By SCOTT BAUER
MADISON, Wis. (AP) — Wisconsin insurance companies, healthcare providers and others announced an agreement Tuesday to do away for most patients with authorization requirements that can slow the prescription of drugs to treat people fighting substance abuse.
Those involved with the deal, announced at the state Capitol, heralded it as an advancement in the fight against addiction. The agreement will expand access to medication-assisted treatment — a method used to help those addicted to opioids — to more than a million patients, said state Rep. John Nygren.
“This is a monumental change,” Nygren said.
Most insurance companies require that before doctors can prescribe a medication to treat substance abuse, they must get authorization from patients’ insurance providers. Under the deal, prior authorization will not be needed in most cases, Nygren said. Health insurers agreed to cover at least one product to treat opioid addiction, such as naloxone or Narcan, without pre-approval.
“This agreement will impact lives,” Nygren said. “It will save lives.”
There is no formal written agreement or law change, Nygren said, just a commitment from insurance companies and others to make the change. Representatives from those taking part in the agreement said they would immediately make the change if they hadn’t already.
Those taking part in the agreement are Anthem Blue Cross and Blue Shield; Children’s Community Health Plan; Dean Health Plan; Network Health; MercyCare Health Plans; Quartz; Security Health Plan; United Healthcare; and WPS Health Solutions.
Doctors, insurance-plan directors, top officials of hospitals and others all heralded the deal.
“We know this agreement today is going to save lives in Wisconsin,” said Kevin Roy, chief public policy officer for Shatterproof, a national nonprofit group that works to combat opioid addictions.
Eric Borgerding, president of the Wisconsin Hospital Association, said in a statement that authorization agreements often put up barriers to people seeking treatment, establishing unnecessary administrative burdens to health care providers trying to treat people with addictions.
Any delay in treatment can lead to patients relapsing back into addiction, so removing this barrier will help them remain sober, said Dr. David Galbis-Reig, president of the Wisconsin Society of Addiction Medicine.
Nygren, a Republican from Marinette, has worked for years to combat the state’s opioid plague. Nygren’s own daughter has struggled with addiction and he’s told her story as he’s overseen work on more than two dozen law changes, known as the HOPE agenda, since 2014.

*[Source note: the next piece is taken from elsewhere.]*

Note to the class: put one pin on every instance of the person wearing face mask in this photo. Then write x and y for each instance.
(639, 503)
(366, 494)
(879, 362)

The state Assembly on Tuesday was also scheduled to pass a package of bills that are part of the HOPE agenda designed to combat addiction and make it easier to treat pain without prescribing opioids.
One bill would prohibit penalizing state employees for using medication-assisted treatments for opioid addiction. Under another proposal, county jails would have easier access and training to use Narcan, which is given to rapidly reverse an opioid addiction. Another measure would create a Medicaid benefit for peer recovery coach services.